Wednesday, December 5, 2012

Sonoma County vs. Odessa, Texas.

I was thinking this morning about a Press Democrat article from February of this year, which discussed high school athletes who received scholarships from Sonoma County.  The striking element of the story was the number of female student-athletes receiving scholarships to play college soccer.  Fifteen (15) seniors signed letters of intent to play women's soccer at the college level.  By way of contrast, there was only one Division I football scholarship offered, and that was to attend an FCS school, UC Davis.

"High School Girls Soccer Reigns on National Signing Day"
 Howard Senzell, Santa Rosa Press-Democrat, February 1, 2012
Available at 
http://tinyurl.com/bx3vxwg 
In Sonoma County, the importance of women's soccer is almost a given for the County's 488,116 residents, so this outcome isn't considered too unusual.  However, if football and soccer scholarships were evenly distributed across the country, you'd expect Sonoma County to generate seven (7) D1 football scholarship players every year, but only 3-4 women's soccer scholarship players.

Sonoma County's lack of D1 football players isn't necessarily that surprising -- the county is relatively remote, and Northern California's football culture is more concentrated in Sacramento and the East Bay.  While there are good athletes here, this isn't a place like San Diego, with great athletes across the board.  Scouts thus come to the area infrequently, so a D1 player on the bubble is less likely to be noticed here, even when that caliber of athlete exists.

The reason the football data is interesting, though, is because it disproves the "San Diego" model.  Sonoma County isn't like Contra Costa County, where the success of Danville and San Ramon in soccer is complemented by the football prowess of De La Salle. If that rule were true, you'd expect almost no women's soccer scholarship athletes to come out of Sonoma County.

Expected County Population1 D1 Football Scholarship.
Instead, of course, the truth is the opposite.  There is something quite unusual about Sonoma County and women's soccer, statistically speaking.  I suspect this is the most uneven distribution in this direction between the two sports in the United States.  To put the distribution in perspective: 
  • A normal county that produces only a single D1 football player is about 117,124 people, or somewhere between the size of Humboldt County (134,623) and Mendocino County (87,553), the 35th and 38th largest counties in California.
  • However, a normal city that produces 15 women's soccer scholarships is about 2,017,830 people, or somewhere between the size of Houston (2,145,146) and Philadelphia (1,536,471), the fourth and fifth largest cities in the U.S.
Of course, you'd kind of expect there to be a women's soccer magnet somewhere.  You know, the equivalent of, say, Monongahela, Pennsylvania.

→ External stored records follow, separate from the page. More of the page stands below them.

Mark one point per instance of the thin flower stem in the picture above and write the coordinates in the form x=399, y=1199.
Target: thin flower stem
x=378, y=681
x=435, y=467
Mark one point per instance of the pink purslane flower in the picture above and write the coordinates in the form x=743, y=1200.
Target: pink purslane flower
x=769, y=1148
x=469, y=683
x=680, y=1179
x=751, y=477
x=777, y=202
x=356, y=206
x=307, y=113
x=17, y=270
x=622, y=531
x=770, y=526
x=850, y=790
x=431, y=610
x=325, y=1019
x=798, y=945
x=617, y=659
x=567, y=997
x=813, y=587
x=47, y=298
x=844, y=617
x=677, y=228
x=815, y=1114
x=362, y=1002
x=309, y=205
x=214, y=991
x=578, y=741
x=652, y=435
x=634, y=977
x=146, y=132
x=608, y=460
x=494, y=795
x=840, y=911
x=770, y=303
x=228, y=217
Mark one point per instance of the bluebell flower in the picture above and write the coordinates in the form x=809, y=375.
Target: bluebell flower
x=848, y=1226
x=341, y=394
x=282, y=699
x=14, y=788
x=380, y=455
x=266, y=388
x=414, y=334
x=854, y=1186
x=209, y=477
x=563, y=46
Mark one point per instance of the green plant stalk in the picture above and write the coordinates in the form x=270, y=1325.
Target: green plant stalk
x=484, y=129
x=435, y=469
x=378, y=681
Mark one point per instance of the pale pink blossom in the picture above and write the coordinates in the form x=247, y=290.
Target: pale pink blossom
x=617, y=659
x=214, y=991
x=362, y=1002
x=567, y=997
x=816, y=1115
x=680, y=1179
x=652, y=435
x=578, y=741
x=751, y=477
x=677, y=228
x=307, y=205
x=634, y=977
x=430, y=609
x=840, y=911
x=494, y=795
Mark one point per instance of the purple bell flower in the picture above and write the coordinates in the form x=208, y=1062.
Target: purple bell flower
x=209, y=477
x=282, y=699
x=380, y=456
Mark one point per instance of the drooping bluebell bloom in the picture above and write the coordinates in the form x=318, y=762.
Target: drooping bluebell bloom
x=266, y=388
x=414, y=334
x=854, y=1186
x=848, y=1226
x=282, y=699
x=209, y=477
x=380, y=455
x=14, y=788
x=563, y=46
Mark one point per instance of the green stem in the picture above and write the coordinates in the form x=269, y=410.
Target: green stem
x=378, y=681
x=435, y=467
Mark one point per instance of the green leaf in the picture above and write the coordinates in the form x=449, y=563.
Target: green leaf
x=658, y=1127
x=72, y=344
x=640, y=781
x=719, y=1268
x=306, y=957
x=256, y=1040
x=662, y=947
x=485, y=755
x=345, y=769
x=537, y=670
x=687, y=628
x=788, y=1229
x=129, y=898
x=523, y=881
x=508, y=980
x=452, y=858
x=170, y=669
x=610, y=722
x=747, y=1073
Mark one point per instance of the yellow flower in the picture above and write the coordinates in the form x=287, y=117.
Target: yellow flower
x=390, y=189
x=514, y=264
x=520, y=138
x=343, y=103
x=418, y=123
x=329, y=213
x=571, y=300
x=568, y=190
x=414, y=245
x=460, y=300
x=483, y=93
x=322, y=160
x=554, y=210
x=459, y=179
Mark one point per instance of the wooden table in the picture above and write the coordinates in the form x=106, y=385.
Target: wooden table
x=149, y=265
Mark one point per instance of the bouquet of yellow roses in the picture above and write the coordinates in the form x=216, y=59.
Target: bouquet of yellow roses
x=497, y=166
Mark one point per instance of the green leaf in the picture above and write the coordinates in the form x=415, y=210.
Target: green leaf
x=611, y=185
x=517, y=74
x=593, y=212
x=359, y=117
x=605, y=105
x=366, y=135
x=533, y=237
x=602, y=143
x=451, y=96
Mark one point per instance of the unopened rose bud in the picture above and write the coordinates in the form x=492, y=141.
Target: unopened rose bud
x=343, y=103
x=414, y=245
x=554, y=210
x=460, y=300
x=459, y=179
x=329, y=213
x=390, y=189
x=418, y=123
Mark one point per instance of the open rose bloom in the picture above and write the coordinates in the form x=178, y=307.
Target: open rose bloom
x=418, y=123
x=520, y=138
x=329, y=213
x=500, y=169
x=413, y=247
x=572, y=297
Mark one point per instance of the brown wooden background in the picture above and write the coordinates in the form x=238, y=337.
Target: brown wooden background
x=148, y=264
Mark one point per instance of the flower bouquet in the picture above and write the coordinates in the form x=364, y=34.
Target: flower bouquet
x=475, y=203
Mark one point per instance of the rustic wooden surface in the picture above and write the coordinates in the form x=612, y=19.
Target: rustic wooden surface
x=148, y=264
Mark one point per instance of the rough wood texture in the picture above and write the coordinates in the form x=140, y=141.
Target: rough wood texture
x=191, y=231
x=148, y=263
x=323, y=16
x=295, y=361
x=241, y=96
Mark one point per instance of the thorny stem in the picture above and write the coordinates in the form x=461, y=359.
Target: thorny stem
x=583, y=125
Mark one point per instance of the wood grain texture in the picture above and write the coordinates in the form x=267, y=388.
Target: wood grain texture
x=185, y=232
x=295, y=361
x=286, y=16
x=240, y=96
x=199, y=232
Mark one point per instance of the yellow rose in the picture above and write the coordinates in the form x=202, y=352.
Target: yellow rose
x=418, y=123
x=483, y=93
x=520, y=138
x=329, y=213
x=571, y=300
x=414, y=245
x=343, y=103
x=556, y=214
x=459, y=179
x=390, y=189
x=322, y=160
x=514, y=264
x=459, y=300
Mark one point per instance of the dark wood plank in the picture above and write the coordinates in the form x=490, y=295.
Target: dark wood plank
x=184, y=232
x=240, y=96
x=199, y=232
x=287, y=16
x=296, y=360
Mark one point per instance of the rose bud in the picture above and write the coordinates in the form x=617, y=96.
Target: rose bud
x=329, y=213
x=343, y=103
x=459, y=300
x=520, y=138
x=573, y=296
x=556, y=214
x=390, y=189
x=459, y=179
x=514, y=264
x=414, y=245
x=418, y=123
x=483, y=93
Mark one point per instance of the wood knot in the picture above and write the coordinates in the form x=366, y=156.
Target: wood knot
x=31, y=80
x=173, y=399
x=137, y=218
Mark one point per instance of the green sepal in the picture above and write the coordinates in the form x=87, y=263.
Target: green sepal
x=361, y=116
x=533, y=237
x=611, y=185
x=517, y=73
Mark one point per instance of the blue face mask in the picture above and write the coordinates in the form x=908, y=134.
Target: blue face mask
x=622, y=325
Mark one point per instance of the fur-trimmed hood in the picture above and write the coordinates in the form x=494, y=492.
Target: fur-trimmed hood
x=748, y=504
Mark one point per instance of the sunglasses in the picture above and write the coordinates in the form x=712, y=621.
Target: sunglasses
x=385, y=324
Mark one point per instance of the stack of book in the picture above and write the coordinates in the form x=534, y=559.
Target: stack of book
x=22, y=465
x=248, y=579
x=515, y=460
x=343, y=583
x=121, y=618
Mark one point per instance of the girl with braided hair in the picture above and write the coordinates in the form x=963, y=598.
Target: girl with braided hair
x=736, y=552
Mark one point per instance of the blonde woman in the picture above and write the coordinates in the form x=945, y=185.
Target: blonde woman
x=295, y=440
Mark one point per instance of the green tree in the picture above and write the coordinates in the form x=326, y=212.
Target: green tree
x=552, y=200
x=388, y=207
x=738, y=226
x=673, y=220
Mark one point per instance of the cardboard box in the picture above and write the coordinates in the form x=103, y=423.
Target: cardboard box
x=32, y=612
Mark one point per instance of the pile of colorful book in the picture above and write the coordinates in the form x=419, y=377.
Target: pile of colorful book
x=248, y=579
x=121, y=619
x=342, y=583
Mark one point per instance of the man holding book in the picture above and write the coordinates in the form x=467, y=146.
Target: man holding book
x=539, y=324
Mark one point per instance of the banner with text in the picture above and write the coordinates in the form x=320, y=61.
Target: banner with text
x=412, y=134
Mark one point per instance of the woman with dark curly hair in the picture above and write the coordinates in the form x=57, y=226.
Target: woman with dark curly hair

Or, perhaps, Odessa, Texas.

If there is, it looks like it might very well be Sonoma County, California.

Tuesday, November 27, 2012

Prof. Shaun Martin & 5th St W.

Shaun Martin -- great job, good education, probably 
a nice family. At least he's balding.  
Shaun Martin's a nice guy. I don't know him personally, but I do have evidence to support that fact. Shaun teaches law at the University of San Diego, which should make anyone dislike him as a threshold matter due to pure jealousy.  However, Shaun drags himself nearly daily away from his splendidly magnificent career choice to maintain a blog where he reviews the latest (when I say latest, I mean "last few hours") decisions from the California Courts of Appeal, and the 9th Circuit.  He usually picks out one case, links to the opinion, and explains (very briefly) an interesting or useful point the case illustrates.  Sometimes it's a technical civil procedure point, sometimes it's a nuance of criminal law, and sometimes it's an example of lawyers behaving (very) badly.  It is consistently interesting and very useful as a legal research tool.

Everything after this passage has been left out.